Les yeux d’Alice s’agrandirent et elle s’arrêta de marcher :

— Parce que tu as l’intention de t’en servir encore ?

— Pourquoi pas ? Il semble qu’elle ait transformé certains individus en bêtes malfaisantes, mais elle n’a pas eu un tel effet sur moi. Je ne ressens aucun besoin d’en prendre, par conséquent je doute qu’elle crée une accoutumance quelconque. Il m’arrivait de temps à autre de fumer une pipe d’opium, tu sais ? Je n’ai pourtant jamais été un drogué. Je ne crois pas avoir de prédisposition pour ça.

— Par contre, j’ai cru comprendre, Mr Burton, que vous aviez souvent le nez plongé dans votre coupe, vous et cet être répugnant, ce Mr Swinburne…

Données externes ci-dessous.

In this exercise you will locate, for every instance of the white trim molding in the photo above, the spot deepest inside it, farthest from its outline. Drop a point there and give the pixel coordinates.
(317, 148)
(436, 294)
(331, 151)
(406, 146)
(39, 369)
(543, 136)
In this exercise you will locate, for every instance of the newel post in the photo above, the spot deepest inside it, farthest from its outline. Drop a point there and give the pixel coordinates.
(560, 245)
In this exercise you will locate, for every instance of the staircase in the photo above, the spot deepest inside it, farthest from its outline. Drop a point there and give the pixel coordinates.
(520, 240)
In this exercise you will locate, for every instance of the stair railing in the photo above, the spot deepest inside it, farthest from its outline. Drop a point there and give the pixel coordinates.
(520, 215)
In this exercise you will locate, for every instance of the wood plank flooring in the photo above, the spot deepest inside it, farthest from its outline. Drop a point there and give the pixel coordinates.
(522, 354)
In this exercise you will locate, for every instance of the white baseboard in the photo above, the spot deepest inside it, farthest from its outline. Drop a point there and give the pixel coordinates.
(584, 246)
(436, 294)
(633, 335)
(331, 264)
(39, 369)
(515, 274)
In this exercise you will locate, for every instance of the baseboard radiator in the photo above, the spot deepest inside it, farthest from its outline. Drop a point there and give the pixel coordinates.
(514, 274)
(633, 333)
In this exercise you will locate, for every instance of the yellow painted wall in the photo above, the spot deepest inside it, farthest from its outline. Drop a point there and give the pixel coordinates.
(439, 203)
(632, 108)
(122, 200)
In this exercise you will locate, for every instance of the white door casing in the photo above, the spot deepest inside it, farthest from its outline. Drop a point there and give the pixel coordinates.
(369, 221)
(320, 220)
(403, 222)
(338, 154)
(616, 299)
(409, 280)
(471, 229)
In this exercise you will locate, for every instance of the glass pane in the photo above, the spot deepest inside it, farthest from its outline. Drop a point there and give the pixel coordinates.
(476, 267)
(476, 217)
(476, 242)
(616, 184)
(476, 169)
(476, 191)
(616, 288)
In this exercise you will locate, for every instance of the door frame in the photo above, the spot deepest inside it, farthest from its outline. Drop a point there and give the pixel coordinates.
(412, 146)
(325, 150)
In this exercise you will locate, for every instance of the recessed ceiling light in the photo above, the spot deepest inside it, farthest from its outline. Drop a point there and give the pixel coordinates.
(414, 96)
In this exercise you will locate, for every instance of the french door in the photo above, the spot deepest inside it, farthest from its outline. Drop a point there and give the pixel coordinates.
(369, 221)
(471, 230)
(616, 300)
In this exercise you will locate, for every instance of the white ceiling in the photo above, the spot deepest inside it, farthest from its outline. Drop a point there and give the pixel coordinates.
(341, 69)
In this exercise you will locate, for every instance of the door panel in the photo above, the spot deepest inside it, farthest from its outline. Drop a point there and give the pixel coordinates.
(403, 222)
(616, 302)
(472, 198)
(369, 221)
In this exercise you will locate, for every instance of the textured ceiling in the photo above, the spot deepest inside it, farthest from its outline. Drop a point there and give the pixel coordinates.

Elle s’interrompit. Un homme venait de l’interpeller en italien. Bien qu’elle ne connût pas cette langue, elle n’avait pas eu de mal à comprendre le geste obscène qui accompagnait les paroles. Elle rougit de tout son corps et accéléra le pas. Burton jeta à l’homme un regard furieux. Il avait les épaules carrées, le teint foncé, le nez épais et le menton fuyant. Ses yeux étaient petits et rapprochés. Son accent était celui des bas-fonds de Bologne, où Burton avait passé pas mal de temps à étudier les reliques et les tombeaux étrusques. Dix hommes, à la mine aussi patibulaire que leur chef, et cinq femmes marchaient derrière lui. Il était évident que les hommes voulaient ajouter quelques femmes à leur groupe. Il était évident aussi qu’ils convoitaient les haches et les couteaux de pierre que possédait le groupe de Burton. Ils n’étaient armés que de leurs graals et de rudimentaires épieux de bambou.